Just as it says, this function allows only one frame per shutter depression. This is the default setting, and it is perfect for most everything that doesn't move.


You can shoot approximately 3 frames per second, continuously, until either the buffer or the card is full. Many people never consider this mode as a "normal" mode, and I don't know why. Perhaps they feel editing the extra images will be too much work, perhaps it's because they don't attach enough importance to the subject. Whatever the reason, the continuous shooting option should not be overlooked. The additional frames will show subtleties that increase your odds of getting a great image instead of just a good one.

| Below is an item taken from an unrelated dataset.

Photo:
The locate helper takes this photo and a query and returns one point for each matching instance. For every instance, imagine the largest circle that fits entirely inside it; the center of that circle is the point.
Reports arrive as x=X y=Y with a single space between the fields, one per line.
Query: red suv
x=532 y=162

Want to be your own star? Using the first self-timer option gives you 10 seconds to get in front of your own lens and create a masterpiece. With the self-timer selected, push the shutter button. The Self-Timer Lamp will flash and the camera will beep in half-second intervals for the first 8 seconds, steadily for the last 2 seconds.

When 10 seconds is just too long to wait, you may select a two second delay instead. This is especially useful if you're using C.Fn-8, Mirror lockup (see Custom Functions) to take a picture that might be affected by camera shake, such as a time exposure. When your image is composed, depress the shutter once to lock up the mirror and once more to take the picture. You have 2 seconds to get your finger off the camera before it fires.

New to the XS/1000D is the option to self-time a continuous burst of up to 10 frames. To use this feature, select the "C" option and use the vertical Cross Keys to set the desired number of exposures. Press Set. When you depress the shutter, you'll hear the 10-second countdown beeps after which the camera will capture the continuous sequence.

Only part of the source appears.